Factually speaking, you are now divorced. So you might want to consider what you think are sane and sensible boundaries as an xw rather than a wife? The current information available to you is that a) your xh is in a bit of a pickle and feeling rather sorry for himself, b) that he is saying ILY type phrases while c) confirming his intention of continuing to choose to be in a relationship with someone else instead of you. For whatever reason, and for however long....these things are the current observable facts. Does that look like how someone who loves you and is capable of a healthy relationship with you behaves? What seems like a sane and sensible response, which prioritises your wellbeing and your life, to those current facts?
Hope our view from the cheap seats helps.
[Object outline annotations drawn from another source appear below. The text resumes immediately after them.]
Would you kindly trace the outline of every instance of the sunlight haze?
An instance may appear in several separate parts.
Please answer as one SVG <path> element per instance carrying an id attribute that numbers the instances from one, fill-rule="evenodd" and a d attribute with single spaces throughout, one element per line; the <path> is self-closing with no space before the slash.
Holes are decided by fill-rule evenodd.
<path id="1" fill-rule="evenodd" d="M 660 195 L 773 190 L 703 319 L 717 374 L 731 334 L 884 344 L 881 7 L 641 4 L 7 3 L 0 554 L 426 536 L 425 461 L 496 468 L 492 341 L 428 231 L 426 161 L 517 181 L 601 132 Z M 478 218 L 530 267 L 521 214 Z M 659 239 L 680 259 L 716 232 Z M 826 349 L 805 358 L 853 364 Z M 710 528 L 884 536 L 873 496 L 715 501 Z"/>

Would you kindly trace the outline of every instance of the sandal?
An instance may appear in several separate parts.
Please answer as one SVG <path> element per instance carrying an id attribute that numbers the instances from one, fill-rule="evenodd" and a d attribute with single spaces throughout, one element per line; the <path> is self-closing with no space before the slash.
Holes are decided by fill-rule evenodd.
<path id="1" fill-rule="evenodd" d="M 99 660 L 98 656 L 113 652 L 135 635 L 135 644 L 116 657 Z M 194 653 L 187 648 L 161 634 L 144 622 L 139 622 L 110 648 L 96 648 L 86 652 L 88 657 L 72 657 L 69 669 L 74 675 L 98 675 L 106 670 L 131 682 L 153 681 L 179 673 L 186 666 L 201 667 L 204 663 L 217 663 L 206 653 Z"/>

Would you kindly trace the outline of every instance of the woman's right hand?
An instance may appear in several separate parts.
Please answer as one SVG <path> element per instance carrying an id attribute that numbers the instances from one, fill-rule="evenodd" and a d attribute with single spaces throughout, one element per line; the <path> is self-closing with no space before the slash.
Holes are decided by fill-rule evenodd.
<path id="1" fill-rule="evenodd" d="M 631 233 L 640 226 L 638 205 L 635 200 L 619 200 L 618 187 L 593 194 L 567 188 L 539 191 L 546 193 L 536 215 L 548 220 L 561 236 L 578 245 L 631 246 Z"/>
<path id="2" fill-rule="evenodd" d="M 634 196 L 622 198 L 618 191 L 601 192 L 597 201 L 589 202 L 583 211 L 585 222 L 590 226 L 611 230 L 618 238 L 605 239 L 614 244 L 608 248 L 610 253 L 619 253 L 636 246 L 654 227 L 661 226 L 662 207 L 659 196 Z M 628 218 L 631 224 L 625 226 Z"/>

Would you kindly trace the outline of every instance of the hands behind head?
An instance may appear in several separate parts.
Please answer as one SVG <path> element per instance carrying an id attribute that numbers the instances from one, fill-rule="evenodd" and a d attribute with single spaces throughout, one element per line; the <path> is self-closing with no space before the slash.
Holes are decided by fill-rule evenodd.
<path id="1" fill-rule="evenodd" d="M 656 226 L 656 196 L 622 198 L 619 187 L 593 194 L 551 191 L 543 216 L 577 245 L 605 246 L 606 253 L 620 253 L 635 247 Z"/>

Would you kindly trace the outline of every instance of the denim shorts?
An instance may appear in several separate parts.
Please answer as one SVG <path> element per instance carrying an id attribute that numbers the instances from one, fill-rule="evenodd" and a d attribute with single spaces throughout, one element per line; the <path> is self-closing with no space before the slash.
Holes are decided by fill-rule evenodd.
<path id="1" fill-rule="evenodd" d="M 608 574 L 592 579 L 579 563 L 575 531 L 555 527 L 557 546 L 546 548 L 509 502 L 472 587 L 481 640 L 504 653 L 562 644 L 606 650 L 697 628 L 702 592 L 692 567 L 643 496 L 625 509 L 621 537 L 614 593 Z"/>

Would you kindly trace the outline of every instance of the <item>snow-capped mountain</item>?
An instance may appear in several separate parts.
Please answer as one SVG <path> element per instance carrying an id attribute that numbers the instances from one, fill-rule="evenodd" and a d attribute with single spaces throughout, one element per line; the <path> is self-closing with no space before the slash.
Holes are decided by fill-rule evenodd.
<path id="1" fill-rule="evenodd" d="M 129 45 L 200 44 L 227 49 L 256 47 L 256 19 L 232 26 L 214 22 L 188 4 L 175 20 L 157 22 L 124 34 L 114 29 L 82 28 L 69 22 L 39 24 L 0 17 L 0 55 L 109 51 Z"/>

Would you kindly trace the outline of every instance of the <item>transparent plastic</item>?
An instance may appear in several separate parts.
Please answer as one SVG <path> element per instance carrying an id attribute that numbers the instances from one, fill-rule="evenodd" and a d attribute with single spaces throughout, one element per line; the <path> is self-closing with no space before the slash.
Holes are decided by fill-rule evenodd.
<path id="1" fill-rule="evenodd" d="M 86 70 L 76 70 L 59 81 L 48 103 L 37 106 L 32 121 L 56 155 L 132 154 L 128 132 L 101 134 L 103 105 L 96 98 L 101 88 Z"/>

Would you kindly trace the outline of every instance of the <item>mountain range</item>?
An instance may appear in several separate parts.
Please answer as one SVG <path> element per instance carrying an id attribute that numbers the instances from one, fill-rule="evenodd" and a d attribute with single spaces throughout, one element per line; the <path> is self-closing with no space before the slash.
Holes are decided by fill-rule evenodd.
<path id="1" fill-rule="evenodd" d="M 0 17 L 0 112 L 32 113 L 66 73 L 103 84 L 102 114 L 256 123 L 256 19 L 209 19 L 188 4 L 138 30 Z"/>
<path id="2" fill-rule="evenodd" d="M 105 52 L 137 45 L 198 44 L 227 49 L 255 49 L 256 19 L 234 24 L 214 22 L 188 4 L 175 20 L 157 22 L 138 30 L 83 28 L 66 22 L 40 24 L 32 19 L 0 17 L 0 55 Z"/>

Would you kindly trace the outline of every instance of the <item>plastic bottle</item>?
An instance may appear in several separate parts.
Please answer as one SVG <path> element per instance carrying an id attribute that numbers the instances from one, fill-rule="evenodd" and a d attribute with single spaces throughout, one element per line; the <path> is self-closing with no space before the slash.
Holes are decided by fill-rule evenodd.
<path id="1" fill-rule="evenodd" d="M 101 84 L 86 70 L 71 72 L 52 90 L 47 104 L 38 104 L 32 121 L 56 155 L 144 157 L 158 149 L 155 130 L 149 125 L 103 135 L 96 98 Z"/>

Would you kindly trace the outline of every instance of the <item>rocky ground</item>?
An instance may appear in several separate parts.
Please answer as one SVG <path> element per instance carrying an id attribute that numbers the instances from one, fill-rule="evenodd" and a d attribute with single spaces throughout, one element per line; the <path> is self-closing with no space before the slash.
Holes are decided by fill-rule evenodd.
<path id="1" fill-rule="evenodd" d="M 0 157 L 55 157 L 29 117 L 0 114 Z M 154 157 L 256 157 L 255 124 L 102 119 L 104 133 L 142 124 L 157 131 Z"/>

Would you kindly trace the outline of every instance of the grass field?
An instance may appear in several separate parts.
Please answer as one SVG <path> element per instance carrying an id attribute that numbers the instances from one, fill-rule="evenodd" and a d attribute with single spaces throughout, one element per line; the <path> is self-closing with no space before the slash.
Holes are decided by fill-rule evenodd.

PS take another big breath

trust me, the sky is not falling in, nothing huge has changed and you are likely to face numerous versions of this kind of situation again with your xh bc so far he is behaving like a pretty classic clinger. Which is, sorry to say, likely less about love for you and more about some need he felt at the time....you might find it helpful to muse calmly on what your gut tells you he was trying to get from you in that four hour conversation as if you were looking at it from your own high up cheap seats. And if you want to provide it. Or not.
And of course, you are not over the shock, dear girl. Or the pain. Or the feeling of helplessness at watching someone you love take a sledgehammer to their life and yours. Or a feeling of concern or fear or responsibility. All perfectly normal feelings a few months out from a very long marriage with an imploding spouse. Even now, I remember those feelings and they are truly awful to wrestle with.
But that is why we are encouraging you to take a breath, accept all those emotions as completely normal....bc you ARE normal, not an MLCer

......AND understand that feelings are NOT facts. Bc that is the difference between reacting and responding. And we all tend to make wiser choices when we can create a bit of a breathing space to be able to do the latter. More frontal cortex, less hind brain

I was a jolly slow learner lol, so it took me about two years to notice my own red flags.....if I interacted with my then h and came away from it feeling more confused, feeling more helpless or more anxious? I’d just had an MLC conversation. And they never produced anything useful at all

and the cost to me was quite high for so little return

What are your own red flags telling you?